Updated from 2:15 p.m. ET with market close information.
NEW YORK ( TheStreet) -- Morgan Stanley (MS) was the winner on Tuesday among the largest U.S. banks, with shares rising 1.4% to close at $30.80.
The broad indices were all ended with declines, and the KBW Bank Index (I:BKX) was down slightly 0.3% to 67.41, after federal regulators finally released the text of new regulations to implement the Vocker Rule's ban on proprietary trading by the largest U.S. banks.
The Volcker Rule -- named after former Federal Reserve chairman Paul Volcker -- is part of the landmark Dodd-Frank bank reform legislation signed into law by President Obama in July 2010. The rule is meant to keep systemically important financial institutions (SIFI) in the U.S from "gambling" with insured deposits.
The Federal Reserve, U.S. Treasury, Federal Deposit Insurance Corp., Office of the Comptroller of the Currency and the Securities and Exchange Commission took more than two years to finalize their regulations to enforce Volcker, after the regulations were introduced in October 2011. Significant points of contention included the definitions of "proprietary" and the exceptions to the rules, to allow banks to hold sufficient inventories of securities to act as market makers for their customers and to engage in hedge trades to protect from losses on those securities.

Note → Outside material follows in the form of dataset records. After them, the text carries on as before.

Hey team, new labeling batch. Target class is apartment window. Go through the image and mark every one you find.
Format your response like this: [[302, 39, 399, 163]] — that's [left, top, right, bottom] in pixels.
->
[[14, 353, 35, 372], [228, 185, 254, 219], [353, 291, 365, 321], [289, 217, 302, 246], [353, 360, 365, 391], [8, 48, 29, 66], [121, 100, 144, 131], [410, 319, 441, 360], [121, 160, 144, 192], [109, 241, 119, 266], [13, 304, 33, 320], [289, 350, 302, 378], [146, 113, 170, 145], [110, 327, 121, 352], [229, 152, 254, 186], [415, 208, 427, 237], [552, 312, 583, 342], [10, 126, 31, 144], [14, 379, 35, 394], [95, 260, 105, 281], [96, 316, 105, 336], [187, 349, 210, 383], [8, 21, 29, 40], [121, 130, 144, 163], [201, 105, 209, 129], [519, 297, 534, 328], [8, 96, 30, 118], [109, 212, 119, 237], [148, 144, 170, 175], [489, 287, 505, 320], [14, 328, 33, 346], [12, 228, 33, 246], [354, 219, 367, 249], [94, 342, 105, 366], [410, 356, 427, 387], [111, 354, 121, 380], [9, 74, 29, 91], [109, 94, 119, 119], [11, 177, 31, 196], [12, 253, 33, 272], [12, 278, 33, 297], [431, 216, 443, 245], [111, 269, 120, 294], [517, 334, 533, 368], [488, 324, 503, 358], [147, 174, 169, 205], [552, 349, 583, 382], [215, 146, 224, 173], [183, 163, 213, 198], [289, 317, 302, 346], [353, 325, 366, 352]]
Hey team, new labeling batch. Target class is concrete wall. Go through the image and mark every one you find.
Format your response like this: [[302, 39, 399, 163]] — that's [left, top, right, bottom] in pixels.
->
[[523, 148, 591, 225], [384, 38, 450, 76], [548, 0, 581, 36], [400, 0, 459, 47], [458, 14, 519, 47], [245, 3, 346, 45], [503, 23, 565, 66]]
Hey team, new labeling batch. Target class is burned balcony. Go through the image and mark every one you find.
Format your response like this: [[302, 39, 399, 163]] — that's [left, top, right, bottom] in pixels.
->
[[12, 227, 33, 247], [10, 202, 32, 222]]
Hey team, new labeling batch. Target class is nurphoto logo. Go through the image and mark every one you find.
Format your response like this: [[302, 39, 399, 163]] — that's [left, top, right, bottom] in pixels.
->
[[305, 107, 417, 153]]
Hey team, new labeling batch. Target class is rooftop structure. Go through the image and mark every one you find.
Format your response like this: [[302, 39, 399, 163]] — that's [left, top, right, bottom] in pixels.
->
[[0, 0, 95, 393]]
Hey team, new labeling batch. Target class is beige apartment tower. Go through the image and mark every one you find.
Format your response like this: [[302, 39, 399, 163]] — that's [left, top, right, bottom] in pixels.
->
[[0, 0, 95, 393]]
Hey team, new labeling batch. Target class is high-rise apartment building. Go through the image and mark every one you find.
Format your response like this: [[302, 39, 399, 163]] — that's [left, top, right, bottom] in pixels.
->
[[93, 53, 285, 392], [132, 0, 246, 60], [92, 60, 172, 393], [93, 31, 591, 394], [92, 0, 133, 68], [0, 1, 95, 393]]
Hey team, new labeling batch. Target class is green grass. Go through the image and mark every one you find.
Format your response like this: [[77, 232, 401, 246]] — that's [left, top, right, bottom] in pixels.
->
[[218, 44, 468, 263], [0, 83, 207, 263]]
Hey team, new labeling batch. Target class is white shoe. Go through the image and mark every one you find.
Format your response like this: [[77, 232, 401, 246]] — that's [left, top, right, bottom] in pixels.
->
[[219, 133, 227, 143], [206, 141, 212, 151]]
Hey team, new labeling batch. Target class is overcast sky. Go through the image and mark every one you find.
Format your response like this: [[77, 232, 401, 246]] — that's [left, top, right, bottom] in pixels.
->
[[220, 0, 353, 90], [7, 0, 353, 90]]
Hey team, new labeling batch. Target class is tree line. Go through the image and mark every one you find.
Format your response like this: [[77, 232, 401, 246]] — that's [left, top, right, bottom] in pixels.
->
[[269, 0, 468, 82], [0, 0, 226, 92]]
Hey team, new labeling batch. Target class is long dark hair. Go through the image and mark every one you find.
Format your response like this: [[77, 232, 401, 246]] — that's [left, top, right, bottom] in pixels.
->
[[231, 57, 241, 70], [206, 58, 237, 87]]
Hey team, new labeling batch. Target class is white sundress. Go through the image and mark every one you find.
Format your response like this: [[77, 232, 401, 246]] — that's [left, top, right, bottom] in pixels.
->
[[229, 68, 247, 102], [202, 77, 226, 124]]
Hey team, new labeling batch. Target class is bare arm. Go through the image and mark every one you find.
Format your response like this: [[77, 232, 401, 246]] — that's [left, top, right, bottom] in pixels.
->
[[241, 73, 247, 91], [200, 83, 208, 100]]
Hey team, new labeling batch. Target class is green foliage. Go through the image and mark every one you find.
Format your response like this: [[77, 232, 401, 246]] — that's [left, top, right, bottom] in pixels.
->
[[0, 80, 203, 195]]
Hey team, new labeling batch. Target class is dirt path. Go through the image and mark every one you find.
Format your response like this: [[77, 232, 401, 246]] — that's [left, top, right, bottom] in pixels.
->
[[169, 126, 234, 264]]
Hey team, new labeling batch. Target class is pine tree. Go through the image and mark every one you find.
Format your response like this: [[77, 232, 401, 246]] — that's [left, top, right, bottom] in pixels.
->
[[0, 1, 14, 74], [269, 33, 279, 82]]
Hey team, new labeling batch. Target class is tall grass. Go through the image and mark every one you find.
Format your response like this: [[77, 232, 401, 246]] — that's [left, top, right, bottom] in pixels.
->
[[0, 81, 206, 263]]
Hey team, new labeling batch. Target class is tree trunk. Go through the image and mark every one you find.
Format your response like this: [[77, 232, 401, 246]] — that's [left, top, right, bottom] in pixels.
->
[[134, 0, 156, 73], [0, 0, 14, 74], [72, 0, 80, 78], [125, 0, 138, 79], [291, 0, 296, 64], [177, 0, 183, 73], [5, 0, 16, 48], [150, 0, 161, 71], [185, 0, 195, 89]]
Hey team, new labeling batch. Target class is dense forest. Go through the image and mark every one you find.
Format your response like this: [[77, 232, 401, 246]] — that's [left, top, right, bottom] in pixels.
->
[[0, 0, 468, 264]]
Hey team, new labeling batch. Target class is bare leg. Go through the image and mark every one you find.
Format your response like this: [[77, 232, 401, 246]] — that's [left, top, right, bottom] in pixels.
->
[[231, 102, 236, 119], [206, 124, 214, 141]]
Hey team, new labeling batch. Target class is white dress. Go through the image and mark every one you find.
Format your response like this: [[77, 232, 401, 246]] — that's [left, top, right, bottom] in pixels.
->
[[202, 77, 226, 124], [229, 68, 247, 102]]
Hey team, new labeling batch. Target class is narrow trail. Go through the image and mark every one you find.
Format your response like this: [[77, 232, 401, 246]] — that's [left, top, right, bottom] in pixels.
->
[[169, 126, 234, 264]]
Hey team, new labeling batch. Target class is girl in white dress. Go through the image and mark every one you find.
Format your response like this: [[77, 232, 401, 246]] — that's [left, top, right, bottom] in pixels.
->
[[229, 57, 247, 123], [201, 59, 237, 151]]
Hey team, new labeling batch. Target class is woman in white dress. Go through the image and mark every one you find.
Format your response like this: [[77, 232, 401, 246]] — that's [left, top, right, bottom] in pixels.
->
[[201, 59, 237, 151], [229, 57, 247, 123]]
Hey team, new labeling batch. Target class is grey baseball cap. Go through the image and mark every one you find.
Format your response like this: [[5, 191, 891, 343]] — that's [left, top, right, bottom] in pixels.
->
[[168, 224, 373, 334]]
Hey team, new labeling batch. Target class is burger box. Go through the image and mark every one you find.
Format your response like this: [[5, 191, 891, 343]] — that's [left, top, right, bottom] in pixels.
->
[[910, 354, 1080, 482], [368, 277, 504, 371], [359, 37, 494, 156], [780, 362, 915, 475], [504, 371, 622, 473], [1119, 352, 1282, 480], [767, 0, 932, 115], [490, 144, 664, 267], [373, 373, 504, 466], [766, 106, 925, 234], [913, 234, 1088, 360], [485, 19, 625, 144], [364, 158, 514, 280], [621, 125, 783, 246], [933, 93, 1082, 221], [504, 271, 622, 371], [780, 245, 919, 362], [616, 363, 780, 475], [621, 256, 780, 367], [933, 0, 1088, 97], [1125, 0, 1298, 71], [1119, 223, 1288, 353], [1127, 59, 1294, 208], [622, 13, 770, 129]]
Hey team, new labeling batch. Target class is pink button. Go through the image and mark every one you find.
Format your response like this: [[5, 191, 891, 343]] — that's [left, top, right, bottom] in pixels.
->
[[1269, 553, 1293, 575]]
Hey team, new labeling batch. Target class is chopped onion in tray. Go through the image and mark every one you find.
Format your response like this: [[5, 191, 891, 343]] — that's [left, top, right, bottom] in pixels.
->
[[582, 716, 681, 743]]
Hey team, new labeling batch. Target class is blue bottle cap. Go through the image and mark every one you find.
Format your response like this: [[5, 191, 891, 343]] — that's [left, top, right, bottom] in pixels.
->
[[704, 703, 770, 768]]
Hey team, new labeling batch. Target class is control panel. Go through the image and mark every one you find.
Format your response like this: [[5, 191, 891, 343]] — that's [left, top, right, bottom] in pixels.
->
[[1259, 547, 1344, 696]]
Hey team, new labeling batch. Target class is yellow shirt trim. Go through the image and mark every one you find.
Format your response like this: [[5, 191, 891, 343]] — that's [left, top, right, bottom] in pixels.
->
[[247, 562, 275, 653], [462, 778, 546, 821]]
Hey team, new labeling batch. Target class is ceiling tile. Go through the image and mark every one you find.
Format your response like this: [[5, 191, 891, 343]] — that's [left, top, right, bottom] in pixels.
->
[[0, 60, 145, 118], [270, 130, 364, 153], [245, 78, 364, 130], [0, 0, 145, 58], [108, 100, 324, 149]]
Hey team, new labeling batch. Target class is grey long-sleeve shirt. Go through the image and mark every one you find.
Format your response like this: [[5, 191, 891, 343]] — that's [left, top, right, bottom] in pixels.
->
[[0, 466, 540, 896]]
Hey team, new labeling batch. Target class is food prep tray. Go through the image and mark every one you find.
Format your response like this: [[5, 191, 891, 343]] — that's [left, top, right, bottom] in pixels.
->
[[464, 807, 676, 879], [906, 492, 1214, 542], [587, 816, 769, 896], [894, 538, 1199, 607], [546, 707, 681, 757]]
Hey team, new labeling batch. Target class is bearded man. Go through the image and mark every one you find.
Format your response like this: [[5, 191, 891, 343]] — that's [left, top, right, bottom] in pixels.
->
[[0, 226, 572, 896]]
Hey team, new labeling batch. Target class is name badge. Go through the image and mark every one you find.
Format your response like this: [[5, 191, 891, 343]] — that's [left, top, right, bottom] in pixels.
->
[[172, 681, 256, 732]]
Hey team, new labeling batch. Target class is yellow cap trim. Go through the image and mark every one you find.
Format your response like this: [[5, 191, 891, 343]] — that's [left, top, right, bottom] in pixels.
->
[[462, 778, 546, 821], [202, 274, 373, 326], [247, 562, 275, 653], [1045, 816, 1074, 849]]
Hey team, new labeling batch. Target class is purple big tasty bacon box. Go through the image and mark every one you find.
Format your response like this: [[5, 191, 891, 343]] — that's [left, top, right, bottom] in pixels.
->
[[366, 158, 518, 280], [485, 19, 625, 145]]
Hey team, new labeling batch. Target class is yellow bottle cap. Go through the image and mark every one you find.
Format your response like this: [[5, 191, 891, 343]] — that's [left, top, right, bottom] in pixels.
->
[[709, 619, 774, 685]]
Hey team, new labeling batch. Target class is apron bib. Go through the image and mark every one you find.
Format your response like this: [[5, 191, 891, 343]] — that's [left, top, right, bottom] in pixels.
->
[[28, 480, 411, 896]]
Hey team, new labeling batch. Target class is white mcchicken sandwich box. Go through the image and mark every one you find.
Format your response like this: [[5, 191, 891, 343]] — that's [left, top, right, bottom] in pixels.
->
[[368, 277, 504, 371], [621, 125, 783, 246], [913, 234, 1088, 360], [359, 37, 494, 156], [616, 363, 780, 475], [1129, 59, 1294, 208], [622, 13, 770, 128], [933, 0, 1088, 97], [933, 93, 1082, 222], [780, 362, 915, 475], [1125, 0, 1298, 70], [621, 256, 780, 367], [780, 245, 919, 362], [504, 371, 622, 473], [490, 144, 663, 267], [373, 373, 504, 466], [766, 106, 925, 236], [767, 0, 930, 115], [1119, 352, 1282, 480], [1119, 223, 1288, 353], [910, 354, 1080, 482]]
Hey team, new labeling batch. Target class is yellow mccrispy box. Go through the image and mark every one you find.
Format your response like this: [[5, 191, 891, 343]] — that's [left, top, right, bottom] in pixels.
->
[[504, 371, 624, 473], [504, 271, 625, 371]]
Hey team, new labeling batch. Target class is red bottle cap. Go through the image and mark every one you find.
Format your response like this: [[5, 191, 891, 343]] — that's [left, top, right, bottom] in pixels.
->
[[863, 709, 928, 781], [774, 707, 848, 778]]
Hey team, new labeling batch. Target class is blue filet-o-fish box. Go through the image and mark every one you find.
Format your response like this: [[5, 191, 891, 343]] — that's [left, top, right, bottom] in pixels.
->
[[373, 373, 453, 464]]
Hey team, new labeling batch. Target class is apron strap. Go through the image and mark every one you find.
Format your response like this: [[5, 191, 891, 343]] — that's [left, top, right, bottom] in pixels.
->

Prior to the leak of the final text of the regulations late Monday, analysts had speculated that the largest U.S. banks, including JPMorgan Chase (JPM), Bank of America (BAC), Citigroup (C), Goldman Sachs (GS) and Morgan Stanley, all of which have significant investment banking and brokerage businesses, might find the Volcker compliance burden to be so steep they might consider breaking themselves up. If the banks were to spin-off their investment banking and brokerage units, those units would escape Volcker, since they would no longer be gathering FDIC-insured deposits.
Considering that the stocks of the "big six" U.S. banks also trade at significant valuation discounts to regional banks, these potential big bank breakups could benefit investors by unlocking value, as well as placating Washington.
KBW analyst Frederick Cannon in a client note on Monday wrote that the Volcker Rule could lead to significant gains in market share for non-bank financial firms.
The final regulations to implement Volcker will require bank CEOs to sign-off on compliance with the rules.
The final set of rules "more clearly defines the types of trading activities that are exempt from the ban on proprietary trading," according to FDIC chairman Martin Gruenberg. "Perhaps the most challenging and complex of these exemptions has been the exemption for market making activities. Under the final rule, the market making exemption has been updated to reduce operational complexity and uncertainty for banking entities and, at the same time, to increase management accountability for ensuring that the requirements of the exemption are met at all times," Gruenberg added in a statement.
Under the final rules, banks will still be allowed to enter hedge trades to protect themselves from losses on securities held in inventory, however, the banks will no longer be allowed to enter "market hedge" trades, similar to the series of trades that led to the "London Whale" losses of over $6.2 billion that JPMorgan Chase suffered during 2012.